Originally written for and published


in Russian in the collected volume of new Russian anarchist movement


"Against All Parties"


(edited by Oleg Kireev, Moscow, 2000)


-----------------------------------------------------------------------------------------------------------------

6. Pre-Oedipal definitions of motherhood, its critique and its use



For the past few decades these notions (mother and motherhood) have been actively discussed in feminist literature, especially in the works of Luce Irigaray and Julia Kristeva. Ethical implications of the maternity and motherhood have been explored by Cornell and Levinas, among many others. In addition to the fact that their ideas are meant to transform the contemporary discourse on ethics and subjectivity, they have direct relation to engendering alternative political strategies and concepts. Unfortunately this political dimension (that relates to direct political action), often remains unexplored, producing all too sanitized split between theory and practice, rendering both of them unproductive and frustrated. To a certain extent this relation is what I am trying to trace in this essay.

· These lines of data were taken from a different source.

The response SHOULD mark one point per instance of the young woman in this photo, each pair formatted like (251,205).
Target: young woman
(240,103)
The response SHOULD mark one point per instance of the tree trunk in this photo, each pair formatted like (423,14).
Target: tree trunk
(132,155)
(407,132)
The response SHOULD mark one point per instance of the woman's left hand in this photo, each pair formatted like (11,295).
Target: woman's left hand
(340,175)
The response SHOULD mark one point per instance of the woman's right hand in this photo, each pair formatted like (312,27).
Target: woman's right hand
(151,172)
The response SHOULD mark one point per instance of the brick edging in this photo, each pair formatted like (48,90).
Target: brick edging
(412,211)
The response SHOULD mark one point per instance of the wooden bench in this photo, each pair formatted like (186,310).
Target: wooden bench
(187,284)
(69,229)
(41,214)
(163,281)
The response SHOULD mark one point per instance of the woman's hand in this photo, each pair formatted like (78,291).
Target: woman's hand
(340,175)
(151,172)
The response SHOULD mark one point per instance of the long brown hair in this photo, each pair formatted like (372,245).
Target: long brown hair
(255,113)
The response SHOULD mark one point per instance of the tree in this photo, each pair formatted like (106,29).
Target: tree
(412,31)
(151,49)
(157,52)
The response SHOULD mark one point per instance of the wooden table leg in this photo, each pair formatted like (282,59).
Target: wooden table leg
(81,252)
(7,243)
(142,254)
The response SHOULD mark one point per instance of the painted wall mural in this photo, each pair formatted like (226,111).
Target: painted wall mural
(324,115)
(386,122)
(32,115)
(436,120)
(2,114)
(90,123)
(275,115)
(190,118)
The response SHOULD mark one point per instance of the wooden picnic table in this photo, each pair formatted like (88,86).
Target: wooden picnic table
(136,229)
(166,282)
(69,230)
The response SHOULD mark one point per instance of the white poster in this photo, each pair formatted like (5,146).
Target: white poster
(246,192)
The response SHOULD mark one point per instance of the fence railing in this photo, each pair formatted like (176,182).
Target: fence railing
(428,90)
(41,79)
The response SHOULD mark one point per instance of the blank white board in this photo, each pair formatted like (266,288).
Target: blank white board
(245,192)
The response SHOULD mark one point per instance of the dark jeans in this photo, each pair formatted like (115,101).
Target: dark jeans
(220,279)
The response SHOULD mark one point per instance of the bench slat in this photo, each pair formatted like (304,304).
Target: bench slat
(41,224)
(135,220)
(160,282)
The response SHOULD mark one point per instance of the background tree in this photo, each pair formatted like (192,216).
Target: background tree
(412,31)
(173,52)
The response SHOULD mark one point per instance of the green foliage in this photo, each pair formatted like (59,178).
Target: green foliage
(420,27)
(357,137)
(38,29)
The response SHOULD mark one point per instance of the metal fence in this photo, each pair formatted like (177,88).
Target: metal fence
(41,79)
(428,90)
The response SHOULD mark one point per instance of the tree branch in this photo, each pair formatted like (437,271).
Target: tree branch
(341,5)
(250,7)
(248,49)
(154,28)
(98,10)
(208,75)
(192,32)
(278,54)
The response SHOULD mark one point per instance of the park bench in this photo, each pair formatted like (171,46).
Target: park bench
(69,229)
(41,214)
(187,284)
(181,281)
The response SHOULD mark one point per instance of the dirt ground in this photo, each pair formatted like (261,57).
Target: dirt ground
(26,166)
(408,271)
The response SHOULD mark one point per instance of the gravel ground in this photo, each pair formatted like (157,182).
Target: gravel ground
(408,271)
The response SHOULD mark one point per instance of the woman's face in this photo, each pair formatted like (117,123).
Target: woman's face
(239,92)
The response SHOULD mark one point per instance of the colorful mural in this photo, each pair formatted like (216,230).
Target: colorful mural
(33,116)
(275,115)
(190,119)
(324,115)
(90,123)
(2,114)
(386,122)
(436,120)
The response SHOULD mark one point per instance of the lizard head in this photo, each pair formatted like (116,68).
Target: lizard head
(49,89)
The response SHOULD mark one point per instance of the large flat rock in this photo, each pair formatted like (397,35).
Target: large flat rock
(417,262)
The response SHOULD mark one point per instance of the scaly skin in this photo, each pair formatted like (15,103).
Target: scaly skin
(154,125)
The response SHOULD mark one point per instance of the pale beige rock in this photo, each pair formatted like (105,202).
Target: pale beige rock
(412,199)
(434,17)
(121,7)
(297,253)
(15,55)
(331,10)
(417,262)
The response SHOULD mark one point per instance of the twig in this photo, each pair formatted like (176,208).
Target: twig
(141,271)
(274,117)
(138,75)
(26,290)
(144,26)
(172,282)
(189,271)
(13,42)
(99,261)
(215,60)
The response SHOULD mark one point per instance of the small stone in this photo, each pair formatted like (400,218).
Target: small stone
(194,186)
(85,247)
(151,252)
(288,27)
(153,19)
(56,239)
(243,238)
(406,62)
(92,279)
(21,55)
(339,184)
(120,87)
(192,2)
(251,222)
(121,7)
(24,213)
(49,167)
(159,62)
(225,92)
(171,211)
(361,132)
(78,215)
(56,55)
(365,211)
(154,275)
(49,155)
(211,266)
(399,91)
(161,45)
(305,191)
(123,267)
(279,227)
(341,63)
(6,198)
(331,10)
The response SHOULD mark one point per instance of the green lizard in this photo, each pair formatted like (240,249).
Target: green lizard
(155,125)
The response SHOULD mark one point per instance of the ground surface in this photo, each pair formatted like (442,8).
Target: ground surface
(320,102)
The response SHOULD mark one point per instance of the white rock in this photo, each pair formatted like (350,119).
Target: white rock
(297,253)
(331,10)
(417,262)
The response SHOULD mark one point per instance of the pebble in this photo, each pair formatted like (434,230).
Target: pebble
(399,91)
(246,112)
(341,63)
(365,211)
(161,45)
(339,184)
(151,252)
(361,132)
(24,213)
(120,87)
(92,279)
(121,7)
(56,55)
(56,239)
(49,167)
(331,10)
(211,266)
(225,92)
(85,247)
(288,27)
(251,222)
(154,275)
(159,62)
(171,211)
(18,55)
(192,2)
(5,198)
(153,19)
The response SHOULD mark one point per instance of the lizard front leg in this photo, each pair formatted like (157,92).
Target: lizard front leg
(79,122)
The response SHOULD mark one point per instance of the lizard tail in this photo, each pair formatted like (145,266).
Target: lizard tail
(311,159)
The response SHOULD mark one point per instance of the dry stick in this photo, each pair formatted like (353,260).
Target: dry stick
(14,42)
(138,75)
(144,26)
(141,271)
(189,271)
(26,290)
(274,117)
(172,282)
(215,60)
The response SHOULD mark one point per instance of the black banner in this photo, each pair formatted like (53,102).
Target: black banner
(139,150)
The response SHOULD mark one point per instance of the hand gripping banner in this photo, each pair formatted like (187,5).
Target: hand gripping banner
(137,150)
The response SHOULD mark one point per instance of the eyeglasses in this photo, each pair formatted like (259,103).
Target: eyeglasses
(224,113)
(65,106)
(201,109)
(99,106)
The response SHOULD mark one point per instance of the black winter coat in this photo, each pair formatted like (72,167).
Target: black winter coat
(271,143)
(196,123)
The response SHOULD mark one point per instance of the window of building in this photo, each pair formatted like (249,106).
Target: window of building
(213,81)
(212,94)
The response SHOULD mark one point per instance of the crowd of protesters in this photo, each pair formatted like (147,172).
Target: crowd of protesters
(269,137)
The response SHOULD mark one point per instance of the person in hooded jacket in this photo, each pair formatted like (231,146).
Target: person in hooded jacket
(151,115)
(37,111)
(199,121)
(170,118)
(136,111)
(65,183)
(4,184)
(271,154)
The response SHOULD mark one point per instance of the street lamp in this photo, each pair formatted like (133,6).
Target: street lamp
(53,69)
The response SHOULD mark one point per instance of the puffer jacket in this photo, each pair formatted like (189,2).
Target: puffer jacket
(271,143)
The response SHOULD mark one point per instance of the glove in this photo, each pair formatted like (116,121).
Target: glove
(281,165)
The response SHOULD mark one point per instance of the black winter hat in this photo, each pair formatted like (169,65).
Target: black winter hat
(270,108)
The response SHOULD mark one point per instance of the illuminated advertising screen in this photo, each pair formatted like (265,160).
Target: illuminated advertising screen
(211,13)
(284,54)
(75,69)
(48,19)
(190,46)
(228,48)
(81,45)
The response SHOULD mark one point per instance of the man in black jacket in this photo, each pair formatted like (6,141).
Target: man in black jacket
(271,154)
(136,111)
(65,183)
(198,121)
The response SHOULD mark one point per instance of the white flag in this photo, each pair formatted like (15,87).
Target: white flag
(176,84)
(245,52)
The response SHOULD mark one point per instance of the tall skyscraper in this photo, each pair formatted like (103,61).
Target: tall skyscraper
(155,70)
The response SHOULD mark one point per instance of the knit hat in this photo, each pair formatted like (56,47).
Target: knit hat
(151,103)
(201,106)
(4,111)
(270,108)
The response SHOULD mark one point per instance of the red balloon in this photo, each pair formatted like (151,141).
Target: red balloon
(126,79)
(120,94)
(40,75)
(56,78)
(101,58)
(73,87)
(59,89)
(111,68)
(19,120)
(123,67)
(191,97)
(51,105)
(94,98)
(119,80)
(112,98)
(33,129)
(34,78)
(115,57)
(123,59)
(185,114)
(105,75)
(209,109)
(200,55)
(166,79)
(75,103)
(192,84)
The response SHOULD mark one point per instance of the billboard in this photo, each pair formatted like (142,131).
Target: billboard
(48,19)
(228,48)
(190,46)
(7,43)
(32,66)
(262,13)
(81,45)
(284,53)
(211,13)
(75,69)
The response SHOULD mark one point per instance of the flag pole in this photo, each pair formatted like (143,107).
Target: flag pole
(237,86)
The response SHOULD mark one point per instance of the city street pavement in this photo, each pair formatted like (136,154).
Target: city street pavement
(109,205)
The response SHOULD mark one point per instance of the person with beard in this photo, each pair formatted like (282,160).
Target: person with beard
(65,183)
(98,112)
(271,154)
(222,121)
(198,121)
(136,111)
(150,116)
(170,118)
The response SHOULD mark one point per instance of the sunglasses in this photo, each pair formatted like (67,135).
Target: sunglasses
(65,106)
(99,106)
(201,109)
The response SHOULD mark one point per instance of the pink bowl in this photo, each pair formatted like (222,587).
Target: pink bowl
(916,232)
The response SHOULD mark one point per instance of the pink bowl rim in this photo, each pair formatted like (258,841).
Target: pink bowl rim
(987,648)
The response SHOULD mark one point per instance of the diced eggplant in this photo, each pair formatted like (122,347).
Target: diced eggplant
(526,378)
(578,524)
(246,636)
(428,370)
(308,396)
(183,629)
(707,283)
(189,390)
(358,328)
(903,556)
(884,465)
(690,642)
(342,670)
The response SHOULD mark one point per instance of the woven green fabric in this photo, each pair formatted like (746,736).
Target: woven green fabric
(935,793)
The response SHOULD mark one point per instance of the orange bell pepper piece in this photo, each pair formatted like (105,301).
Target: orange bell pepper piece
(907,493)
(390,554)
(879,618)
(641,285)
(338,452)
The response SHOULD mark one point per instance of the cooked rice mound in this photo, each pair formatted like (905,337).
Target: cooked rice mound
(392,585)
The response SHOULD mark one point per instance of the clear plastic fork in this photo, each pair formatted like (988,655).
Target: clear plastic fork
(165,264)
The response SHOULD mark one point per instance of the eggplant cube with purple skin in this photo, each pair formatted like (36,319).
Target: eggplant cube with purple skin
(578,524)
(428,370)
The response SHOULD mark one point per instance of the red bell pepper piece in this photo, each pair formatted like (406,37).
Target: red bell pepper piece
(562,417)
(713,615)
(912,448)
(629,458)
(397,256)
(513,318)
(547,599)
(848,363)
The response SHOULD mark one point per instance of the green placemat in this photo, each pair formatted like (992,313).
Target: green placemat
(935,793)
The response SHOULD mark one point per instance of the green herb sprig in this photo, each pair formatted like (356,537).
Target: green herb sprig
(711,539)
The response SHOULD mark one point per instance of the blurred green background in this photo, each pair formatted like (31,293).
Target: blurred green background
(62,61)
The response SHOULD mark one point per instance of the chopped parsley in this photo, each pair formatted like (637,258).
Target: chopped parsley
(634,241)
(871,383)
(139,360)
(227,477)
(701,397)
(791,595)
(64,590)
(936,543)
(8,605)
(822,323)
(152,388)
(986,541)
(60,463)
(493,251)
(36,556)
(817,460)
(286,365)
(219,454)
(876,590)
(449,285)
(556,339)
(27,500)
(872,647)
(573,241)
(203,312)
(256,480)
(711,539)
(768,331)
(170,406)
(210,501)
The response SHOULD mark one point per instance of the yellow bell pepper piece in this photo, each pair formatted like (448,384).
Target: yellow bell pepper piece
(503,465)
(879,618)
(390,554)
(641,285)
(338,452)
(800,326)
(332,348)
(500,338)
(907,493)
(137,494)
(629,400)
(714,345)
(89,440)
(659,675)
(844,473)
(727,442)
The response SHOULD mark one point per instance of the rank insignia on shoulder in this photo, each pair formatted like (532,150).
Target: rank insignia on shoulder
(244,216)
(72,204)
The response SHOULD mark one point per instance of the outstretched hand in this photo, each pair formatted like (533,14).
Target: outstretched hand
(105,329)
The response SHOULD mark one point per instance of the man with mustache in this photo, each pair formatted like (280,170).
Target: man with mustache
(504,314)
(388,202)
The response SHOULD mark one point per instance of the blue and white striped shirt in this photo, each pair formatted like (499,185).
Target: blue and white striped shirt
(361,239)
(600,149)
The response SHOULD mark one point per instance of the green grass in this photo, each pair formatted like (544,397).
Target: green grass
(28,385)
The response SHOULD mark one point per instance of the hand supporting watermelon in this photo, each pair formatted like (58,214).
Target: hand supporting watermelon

Levinas uses relation to the mother as a door that opens onto ethical and religious dimensions. However, maternal relation is only a passive possibility, though the one that opens itself up to allow the appearance of the realm of the social and cultural. The same for Kristeva – the experience of motherhood is pre-Oedipal, that is, it exists outside the establishment of culture and society, though finds itself in the foundation. It is only an origin of the ethics and politics, both of which come ‘after’, as a result, leaving a mother behind. Just like for Kristeva, maternal is pre-social and pre-cultural for Levinas too, it is also pre-natural.



Main function that mother serves for Levinas, and that is fundamental to our political analysis, is its alternative relation to others. With mother’s help, Levinas can relate to others outside enemy/friend dialectics, making impossible possible – overcoming ontological situation of singular Being thrown into the world by no one. Earlier we discussed political implications of this split, according to Schmidt. In case of Levinas, it becomes even more general – mother is placed such so as to highlight that ethical relation is prior to ontological. Though mother herself is not placed anywhere within the realm of the ethical.



When the maternal is left, in order to touch the ethical highs, we ask ourselves – why? Why is mother left behind, why ‘home’ has to be guarded to keep it locked? And why mother is positioned within home in the first place? Maternal function, as Irigaray puts it, serves as a basis of social and political order, the same for the order of desire, but mother herself is always limited by the necessity. As soon as necessity – individual or collective - is fulfilled, often there is nothing left from the maternal function. There is also nothing left from this mother’s energy to fulfill her own desires and needs, especially in its religious and political, social dimensions. (Irigaray, 1987)



It is clear that in some sense (re)claiming the political as maternal and vise versa is to go against the grain of all traditions, political and philosophical, as ‘tradition’ itself is based on leaving the mother (fundament) behind in the first place. I will come to this point later in relation to the activity of CSM.



Since ‘traditionally’ mothers are asked "out" of civil and military societies, from culture as such: what must be left of them is an idea of mother, translatable into Motherland and Homeland. She herself is only welcomed as a metaphor. Thus, in Levinas writings from late years, the notions of the feminine and the maternal merge: they incorporate private sphere, intimacy and home. "Woman is a condition for a recollection, interiority of the house and habitation…It is a figure whose presence is almost an absence, that provides the first welcoming within the field of intimacy – this is woman..." (Levinas, 1980:128, 155).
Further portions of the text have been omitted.